Dicen que los hijos son una prolongación de uno mismo, una minipersona a la que criamos para que nos perpetúe en la finitud de la existencia. Llegados a este punto, con Jiribilla durmiendo a mi lado y tras un exhausto año de amor a raudales, lo veo de otro modo.

Jiribilla, no naciste para ser una prolongación mía; al contrario, yo soy una prolongación tuya. Nací para ser tu raíz. Para nutrirte de todo lo necesario con el fin de que algún día florezcas, y lo harás de la forma y color que tú quieras. Me pongo a tu entera disposición. Al menos al principio, mientras me requieras. Y aquí estamos todavía, en este maravilloso principio. Un principio que, después de un año, sigue siendo un maremágnum de emociones entre las que destaca la absoluta adoración que te tengo: de querer apretujarte bien fuerte paso a pedirte que bajes, por favor, que me sueltes, que te estés tranquila dos minutos, uno solo, para dar una tregua efímera a mis brazos, para poder ir al baño con todo mi cuerpo disponible, y a los diez segundos de dejarte descubro que no quiero que mis brazos descansen, porque ya habrá tiempo para eso. ¿A quién pretendo engañar? Si tuve que aprender a soltarte para que caminaras sola, tú estabas lista hacía tiempo.
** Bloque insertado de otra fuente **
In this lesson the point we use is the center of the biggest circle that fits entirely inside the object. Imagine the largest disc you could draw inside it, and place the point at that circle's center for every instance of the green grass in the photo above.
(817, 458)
Y todavía duele un poco ver cómo te alejas de vez en cuando, cómo me dices adiós con la manita cuando finjo marcharme para que vengas. Y no vienes conmigo.

Cuando tú llegaste yo me dejé atrás, me despojé de mí misma para dar paso a este nuevo ser que no se pertenece, que se mira al espejo y no se reconoce. Mejor dicho, que no tiene tiempo de mirarse en el espejo. Pero ese abandono no dolió. Al contrario, parece que era necesario para que yo naciese. Antes fui solo una sombra de mí misma. ¿Exagero? Puede ser. Sé que viví experiencias, y que esas experiencias fueron precisas para traerte hasta aquí. No sé más. Será verdad que la maternidad nos atonta, o puede que todo lo contrario.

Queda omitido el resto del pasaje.